一部を変えれば、連動して他の箇所を変えなければいけなくなるときもあります。

そのため、編集者がいない制作体制であればあなたが編集者になる必要があります。

その場合は「なぜ」の部分を強く意識して修正を入れてみてあげてください。次回以降はスムーズに進行するはずです。

以前あったのは、担当者の方が執筆などの制作経験のない社員の方であったとき。

私が編集者として参加し、お客様からライターへの修正指示を確認したところ「つまらない」とだけ書いてある指示。

これは直接ライターの方に伝えるとモチベーションが著しく低下するだけではなく、本来どういう内容が欲しかったのかまったく想像できませんよね。

これでは編集とは言えません。「読み手の感覚でつまらないからしようがない」と思うかもしれませんが「その読み手の感覚を言語化して理論的に分析するのが編集という仕事」です。

もちろん人によりクセや好みがあるので、必ずしも正解と言えるものはありませんが、この部分が欠落してしまっている場合が多いのも事実です。

制作体制の様変わりというのは時代の流れによって変化するので、悪いとか間違っているということではありません。

ただし、編集というプロセスが上手に回らないとお客様も制作者も疲弊していくことに。

長く一緒に仕事をしているライターと編集者でも、媒体が変わったり、取り扱う内容が変われば、最初の数回は多くの修正を入れながら進行するというのは珍しいことではありません。
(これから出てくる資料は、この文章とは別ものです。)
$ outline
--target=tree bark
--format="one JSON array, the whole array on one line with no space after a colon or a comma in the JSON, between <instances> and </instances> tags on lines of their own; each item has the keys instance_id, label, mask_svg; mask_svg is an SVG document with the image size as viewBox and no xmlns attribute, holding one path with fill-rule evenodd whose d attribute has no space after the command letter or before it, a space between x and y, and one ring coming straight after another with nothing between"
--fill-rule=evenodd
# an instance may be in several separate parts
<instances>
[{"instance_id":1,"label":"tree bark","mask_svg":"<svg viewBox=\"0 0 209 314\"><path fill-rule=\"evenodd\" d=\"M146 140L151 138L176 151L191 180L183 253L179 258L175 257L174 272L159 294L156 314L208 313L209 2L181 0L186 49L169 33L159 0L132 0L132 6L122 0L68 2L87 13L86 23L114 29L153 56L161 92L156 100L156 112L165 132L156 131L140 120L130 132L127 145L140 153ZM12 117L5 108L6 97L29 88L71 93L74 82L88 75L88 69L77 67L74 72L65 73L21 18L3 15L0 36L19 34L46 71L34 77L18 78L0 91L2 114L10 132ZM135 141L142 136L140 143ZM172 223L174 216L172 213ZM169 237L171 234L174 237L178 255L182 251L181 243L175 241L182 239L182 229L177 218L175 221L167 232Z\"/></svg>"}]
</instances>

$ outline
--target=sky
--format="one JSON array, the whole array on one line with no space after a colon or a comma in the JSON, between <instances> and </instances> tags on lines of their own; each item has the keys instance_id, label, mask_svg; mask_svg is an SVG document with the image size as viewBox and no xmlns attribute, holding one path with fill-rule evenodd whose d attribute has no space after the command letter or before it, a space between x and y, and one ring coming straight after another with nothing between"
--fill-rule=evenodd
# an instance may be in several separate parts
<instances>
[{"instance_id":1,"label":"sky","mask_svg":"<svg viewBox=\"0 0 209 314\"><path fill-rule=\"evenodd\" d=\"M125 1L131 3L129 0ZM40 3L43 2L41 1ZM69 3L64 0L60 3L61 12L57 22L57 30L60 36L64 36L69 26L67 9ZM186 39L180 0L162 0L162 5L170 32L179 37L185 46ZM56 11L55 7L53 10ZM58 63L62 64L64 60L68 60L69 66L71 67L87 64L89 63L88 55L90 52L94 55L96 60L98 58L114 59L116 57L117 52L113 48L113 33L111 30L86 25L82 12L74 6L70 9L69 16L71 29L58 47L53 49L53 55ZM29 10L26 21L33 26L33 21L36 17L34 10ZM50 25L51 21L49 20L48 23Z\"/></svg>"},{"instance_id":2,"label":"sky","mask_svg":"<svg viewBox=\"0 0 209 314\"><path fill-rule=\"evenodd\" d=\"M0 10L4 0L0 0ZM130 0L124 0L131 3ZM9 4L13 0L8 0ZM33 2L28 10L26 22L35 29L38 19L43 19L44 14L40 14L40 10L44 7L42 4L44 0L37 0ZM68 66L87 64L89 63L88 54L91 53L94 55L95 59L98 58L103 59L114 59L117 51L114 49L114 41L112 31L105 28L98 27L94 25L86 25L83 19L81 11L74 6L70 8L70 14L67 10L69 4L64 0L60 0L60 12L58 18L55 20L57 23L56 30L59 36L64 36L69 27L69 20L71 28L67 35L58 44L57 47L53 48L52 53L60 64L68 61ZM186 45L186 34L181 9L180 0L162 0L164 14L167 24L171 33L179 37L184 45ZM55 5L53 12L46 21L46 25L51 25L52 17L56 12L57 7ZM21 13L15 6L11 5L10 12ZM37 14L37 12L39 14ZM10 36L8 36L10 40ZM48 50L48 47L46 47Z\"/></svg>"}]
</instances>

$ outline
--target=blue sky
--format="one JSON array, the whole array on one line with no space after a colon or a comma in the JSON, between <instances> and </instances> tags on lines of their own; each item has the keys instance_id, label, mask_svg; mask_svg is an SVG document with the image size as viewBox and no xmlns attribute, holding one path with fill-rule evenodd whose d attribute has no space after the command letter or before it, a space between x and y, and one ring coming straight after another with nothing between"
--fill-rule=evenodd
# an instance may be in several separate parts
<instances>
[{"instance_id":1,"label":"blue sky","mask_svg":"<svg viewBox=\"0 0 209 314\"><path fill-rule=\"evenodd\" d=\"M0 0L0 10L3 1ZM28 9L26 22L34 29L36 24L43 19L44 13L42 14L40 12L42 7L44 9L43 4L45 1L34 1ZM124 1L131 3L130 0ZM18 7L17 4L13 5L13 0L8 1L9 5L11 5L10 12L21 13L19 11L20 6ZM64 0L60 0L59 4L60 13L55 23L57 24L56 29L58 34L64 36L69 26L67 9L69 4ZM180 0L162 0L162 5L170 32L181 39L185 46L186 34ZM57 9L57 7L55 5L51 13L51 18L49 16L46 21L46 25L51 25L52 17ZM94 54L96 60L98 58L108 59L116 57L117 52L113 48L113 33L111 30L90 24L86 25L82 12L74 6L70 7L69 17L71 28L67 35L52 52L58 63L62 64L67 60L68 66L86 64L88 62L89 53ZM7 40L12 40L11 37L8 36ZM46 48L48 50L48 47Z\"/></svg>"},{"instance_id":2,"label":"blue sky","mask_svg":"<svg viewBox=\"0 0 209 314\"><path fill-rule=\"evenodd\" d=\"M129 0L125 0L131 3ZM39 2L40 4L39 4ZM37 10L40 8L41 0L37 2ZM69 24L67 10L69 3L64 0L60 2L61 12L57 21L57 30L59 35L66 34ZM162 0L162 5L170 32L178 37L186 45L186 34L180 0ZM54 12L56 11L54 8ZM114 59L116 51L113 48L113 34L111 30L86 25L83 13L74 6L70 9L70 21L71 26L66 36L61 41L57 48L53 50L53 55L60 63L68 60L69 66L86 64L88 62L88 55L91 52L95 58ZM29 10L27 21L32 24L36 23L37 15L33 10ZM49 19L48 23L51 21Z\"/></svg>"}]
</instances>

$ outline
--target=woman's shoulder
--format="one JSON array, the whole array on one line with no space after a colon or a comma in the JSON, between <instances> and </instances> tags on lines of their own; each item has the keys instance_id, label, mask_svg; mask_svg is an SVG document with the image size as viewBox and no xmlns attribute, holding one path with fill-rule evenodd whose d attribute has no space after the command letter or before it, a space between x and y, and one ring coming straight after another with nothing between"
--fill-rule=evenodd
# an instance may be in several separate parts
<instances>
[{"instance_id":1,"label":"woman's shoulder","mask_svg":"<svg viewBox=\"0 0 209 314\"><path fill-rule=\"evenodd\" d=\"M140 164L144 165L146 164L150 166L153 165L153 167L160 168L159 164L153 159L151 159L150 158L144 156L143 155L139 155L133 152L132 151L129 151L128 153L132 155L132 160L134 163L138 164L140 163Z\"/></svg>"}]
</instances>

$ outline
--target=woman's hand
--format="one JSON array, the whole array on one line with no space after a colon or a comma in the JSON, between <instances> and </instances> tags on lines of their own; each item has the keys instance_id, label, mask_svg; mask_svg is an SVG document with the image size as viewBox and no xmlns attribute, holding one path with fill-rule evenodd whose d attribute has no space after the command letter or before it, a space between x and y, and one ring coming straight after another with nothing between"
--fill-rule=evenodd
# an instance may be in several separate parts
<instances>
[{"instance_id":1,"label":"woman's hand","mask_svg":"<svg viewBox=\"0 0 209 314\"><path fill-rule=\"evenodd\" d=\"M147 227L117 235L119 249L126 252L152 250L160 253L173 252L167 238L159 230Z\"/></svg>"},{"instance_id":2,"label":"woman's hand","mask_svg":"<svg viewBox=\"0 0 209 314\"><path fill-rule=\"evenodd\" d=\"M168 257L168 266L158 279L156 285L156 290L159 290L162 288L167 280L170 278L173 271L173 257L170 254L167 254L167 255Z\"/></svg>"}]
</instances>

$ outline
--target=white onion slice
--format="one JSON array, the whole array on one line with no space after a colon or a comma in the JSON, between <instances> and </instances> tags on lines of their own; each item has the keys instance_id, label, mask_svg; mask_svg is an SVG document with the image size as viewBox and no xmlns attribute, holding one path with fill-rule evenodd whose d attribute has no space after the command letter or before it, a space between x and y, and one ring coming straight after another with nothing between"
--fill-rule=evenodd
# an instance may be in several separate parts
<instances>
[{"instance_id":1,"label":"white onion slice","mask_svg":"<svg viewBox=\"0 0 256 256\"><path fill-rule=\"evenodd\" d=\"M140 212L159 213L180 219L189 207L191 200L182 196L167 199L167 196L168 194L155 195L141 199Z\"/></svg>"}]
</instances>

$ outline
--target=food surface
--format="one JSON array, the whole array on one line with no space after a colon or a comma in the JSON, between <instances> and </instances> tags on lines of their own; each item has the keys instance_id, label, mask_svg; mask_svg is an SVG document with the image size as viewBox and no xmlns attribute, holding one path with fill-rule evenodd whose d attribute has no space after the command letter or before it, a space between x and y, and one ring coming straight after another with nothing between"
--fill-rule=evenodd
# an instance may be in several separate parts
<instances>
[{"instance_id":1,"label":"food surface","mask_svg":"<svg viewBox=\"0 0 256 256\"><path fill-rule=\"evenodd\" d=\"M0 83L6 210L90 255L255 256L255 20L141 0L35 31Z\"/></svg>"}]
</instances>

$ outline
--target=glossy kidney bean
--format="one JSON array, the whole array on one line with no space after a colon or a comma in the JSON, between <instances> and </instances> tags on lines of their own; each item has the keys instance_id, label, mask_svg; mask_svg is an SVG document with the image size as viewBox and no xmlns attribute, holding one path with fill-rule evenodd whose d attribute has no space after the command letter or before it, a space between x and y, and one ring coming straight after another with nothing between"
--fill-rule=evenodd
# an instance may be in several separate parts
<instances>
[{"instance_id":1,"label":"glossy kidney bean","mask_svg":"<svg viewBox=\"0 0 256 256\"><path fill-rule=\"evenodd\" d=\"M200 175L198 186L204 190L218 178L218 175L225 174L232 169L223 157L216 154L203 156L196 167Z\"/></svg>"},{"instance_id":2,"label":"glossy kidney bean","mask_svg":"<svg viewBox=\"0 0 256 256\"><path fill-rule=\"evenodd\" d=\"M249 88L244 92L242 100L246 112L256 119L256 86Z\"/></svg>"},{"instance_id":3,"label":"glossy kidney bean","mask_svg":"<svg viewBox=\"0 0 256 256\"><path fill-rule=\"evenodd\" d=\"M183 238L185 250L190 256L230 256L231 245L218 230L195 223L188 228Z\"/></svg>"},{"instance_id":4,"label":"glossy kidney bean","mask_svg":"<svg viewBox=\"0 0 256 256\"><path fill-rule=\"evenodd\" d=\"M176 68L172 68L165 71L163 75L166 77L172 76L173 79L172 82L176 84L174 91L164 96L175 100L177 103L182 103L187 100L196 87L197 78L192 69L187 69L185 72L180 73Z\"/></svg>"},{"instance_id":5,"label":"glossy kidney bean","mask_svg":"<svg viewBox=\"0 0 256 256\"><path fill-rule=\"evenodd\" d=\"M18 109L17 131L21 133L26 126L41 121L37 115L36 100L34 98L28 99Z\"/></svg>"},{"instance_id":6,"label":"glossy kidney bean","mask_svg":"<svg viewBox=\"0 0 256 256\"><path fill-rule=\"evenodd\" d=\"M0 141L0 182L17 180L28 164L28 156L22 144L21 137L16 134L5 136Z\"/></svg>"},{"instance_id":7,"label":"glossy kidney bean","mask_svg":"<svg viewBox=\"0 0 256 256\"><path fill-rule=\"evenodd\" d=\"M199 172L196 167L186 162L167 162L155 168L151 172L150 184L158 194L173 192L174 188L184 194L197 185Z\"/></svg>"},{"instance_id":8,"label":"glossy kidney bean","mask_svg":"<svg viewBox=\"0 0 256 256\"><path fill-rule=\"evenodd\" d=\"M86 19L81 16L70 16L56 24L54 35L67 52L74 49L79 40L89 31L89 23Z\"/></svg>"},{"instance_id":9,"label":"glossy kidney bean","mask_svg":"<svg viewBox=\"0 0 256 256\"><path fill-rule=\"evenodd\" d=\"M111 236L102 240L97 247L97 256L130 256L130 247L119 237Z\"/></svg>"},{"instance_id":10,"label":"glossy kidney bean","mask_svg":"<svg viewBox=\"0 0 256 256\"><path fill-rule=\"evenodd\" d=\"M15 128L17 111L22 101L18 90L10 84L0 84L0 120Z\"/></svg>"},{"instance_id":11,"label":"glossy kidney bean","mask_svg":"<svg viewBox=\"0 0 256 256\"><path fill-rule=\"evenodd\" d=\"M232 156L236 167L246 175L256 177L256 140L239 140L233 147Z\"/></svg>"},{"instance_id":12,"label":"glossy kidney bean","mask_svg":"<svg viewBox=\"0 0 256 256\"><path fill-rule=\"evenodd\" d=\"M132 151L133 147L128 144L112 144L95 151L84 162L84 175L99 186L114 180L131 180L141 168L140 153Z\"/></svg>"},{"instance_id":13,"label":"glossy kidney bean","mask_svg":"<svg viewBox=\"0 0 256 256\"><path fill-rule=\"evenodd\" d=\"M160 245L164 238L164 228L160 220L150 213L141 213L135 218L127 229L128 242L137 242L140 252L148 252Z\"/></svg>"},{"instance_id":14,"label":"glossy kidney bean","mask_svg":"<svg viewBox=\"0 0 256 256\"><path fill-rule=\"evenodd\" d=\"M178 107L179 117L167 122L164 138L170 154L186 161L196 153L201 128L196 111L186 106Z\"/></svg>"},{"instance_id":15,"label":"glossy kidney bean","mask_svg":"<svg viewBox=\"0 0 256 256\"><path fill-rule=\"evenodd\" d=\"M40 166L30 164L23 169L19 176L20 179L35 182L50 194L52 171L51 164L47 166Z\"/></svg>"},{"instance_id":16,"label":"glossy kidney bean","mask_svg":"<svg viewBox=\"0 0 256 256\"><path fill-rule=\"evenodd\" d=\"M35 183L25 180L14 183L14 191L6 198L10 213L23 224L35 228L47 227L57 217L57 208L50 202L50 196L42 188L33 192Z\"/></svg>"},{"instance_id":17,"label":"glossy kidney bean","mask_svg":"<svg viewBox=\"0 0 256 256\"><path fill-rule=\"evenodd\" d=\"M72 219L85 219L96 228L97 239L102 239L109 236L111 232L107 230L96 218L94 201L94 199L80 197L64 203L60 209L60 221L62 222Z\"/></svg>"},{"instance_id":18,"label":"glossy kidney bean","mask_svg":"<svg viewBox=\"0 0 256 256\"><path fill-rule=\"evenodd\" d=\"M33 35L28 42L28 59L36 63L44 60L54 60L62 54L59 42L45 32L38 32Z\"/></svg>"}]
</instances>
ひともじ編集部内にも、オウンドメディア系のサイトの編集を担当していた人間がいますが、すごく仕事のできるライターさんでも、最初の数回はやはりたくさん修正を入れ、やりとりを繰り返していくことで修正がなくなると話していました。執筆者も同じような経験はたくさんあります。

この文章の好みについても、腕のいい編集者であればある程度理解してくれます。

編集者の中にはライターを兼務できる人物もいるので、希望通りの文章が出てこない、という場合は、まず編集について勉強してみる、もしくは編集者探しから始めてみるのはいかがでしょうか。